The Secret Brotherhood: The NFL and the English Premier League

This fascinating Guardian column by Portsmouth goalkeeper David James highlights an under-covered, under-the-radar story: the growing informal technical links and ever-more-intense mutual admiration society between the National Football League and soccer’s English Premier League.

We know that the NFL would love to copy the Premiership’s global dominance—would love, in other words, to carve out a place beside Manchester United and/or Chelsea in the heart of every free-spending fanboy in Asia and upwardly mobile African urbanite. And we know that a number of NFL owners recognize the financial potential (and restful lack of regulation and oversight) that can be theirs if they buy an English club. For the Premier League’s part, a gargantuan commercial enterprise already adept at staging full competitive games outside its home market, with a tight salary cap and no bothersome relegation structure, must look attractive indeed.

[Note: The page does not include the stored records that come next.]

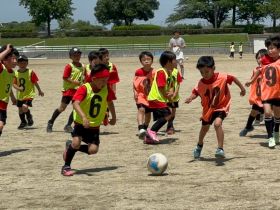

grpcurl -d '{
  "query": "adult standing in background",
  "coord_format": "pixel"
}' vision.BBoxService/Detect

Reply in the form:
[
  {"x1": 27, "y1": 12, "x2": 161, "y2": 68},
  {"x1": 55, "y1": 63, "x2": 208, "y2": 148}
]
[{"x1": 169, "y1": 30, "x2": 186, "y2": 79}]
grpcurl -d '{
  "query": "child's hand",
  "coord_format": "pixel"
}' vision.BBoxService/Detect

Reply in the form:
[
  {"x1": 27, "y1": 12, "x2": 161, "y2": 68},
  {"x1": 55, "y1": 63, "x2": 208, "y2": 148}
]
[
  {"x1": 245, "y1": 82, "x2": 251, "y2": 87},
  {"x1": 109, "y1": 118, "x2": 117, "y2": 125},
  {"x1": 39, "y1": 91, "x2": 45, "y2": 96},
  {"x1": 240, "y1": 88, "x2": 246, "y2": 96},
  {"x1": 83, "y1": 117, "x2": 89, "y2": 128},
  {"x1": 185, "y1": 97, "x2": 192, "y2": 104}
]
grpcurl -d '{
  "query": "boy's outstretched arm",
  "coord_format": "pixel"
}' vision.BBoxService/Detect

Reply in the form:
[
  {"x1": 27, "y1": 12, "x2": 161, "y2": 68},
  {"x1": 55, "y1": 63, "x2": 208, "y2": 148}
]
[
  {"x1": 108, "y1": 101, "x2": 117, "y2": 125},
  {"x1": 233, "y1": 77, "x2": 246, "y2": 96},
  {"x1": 185, "y1": 93, "x2": 197, "y2": 104}
]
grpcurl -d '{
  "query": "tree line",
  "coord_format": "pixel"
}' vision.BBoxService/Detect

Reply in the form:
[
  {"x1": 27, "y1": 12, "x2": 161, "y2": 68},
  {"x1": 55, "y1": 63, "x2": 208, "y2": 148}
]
[{"x1": 6, "y1": 0, "x2": 280, "y2": 36}]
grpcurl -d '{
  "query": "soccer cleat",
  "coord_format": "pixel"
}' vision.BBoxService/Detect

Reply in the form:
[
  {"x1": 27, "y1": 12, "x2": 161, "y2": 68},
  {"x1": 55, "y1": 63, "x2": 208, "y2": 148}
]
[
  {"x1": 273, "y1": 132, "x2": 279, "y2": 144},
  {"x1": 63, "y1": 140, "x2": 72, "y2": 161},
  {"x1": 61, "y1": 165, "x2": 74, "y2": 176},
  {"x1": 147, "y1": 128, "x2": 159, "y2": 142},
  {"x1": 64, "y1": 125, "x2": 73, "y2": 133},
  {"x1": 103, "y1": 112, "x2": 109, "y2": 126},
  {"x1": 239, "y1": 126, "x2": 254, "y2": 136},
  {"x1": 193, "y1": 145, "x2": 202, "y2": 159},
  {"x1": 215, "y1": 148, "x2": 225, "y2": 158},
  {"x1": 18, "y1": 122, "x2": 27, "y2": 129},
  {"x1": 139, "y1": 128, "x2": 147, "y2": 139},
  {"x1": 47, "y1": 122, "x2": 53, "y2": 133},
  {"x1": 166, "y1": 128, "x2": 175, "y2": 135},
  {"x1": 27, "y1": 115, "x2": 34, "y2": 126},
  {"x1": 268, "y1": 137, "x2": 276, "y2": 149},
  {"x1": 144, "y1": 135, "x2": 159, "y2": 144}
]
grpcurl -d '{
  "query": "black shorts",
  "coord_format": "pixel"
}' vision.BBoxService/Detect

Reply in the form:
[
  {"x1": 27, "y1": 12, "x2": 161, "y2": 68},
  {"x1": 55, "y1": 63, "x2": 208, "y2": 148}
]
[
  {"x1": 0, "y1": 109, "x2": 7, "y2": 125},
  {"x1": 202, "y1": 111, "x2": 227, "y2": 125},
  {"x1": 17, "y1": 100, "x2": 32, "y2": 107},
  {"x1": 136, "y1": 104, "x2": 153, "y2": 113},
  {"x1": 61, "y1": 96, "x2": 73, "y2": 104},
  {"x1": 252, "y1": 104, "x2": 264, "y2": 114},
  {"x1": 167, "y1": 101, "x2": 179, "y2": 108},
  {"x1": 72, "y1": 124, "x2": 100, "y2": 145},
  {"x1": 263, "y1": 99, "x2": 280, "y2": 106},
  {"x1": 153, "y1": 107, "x2": 171, "y2": 121}
]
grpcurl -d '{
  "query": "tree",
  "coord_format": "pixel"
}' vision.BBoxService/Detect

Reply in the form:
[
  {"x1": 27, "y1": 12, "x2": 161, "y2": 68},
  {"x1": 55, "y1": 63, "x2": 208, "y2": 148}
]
[
  {"x1": 265, "y1": 0, "x2": 280, "y2": 28},
  {"x1": 166, "y1": 0, "x2": 230, "y2": 28},
  {"x1": 237, "y1": 0, "x2": 266, "y2": 24},
  {"x1": 19, "y1": 0, "x2": 74, "y2": 36},
  {"x1": 94, "y1": 0, "x2": 159, "y2": 25}
]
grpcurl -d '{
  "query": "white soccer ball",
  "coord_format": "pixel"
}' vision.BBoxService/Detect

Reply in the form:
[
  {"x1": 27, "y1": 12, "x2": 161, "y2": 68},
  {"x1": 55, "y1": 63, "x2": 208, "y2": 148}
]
[{"x1": 147, "y1": 153, "x2": 168, "y2": 175}]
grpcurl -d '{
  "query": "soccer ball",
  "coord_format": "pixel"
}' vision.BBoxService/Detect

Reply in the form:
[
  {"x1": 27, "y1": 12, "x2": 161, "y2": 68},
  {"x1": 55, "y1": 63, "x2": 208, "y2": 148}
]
[{"x1": 147, "y1": 153, "x2": 168, "y2": 175}]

James reveals that connection runs deeper than the boardrooms and nocturnal visions of worldwide success shared by the leagues’ executive classes. Players, coaches and front office personnel are traveling back and forth (mostly, sounds like, from there to here) to pick up training techniques and organizational insight. James sounds immensely jealous of the NFL’s facilities, specialization and technical infrastructure:

The trip made a huge impression on me and I was shocked by the attention to detail. Each club we went to had an array of coaches for specific skill sets, there were multiple video analysis suites and superb training facilities. John Terry and I were talking about it the other week and he couldn’t believe they had full-size indoor training pitches. Of course clubs in the Premier League could easily afford those kind of facilities but we seem to have different priorities for spending.

The video suites were particularly impressive. Over there teams spend time reviewing footage every day to study offensive and defensive play and specialist roles. I had the privilege of sitting in on a quarterbacks session with the then-Seattle Seahawks coach Jim Zorn and, even though it was the close season, every move on the training ground was captured on film.

Some NFL fans and commentators have complained about the league’s London games, but they can count on being ignored. In a globalized and fluid sports world, no league or sport exists in a vacuum. It would be highly ironic if the next wave of quality Premier League players found themselves shaped as much by the exportable know-how of the American gridiron as the homegrown tradition of English football.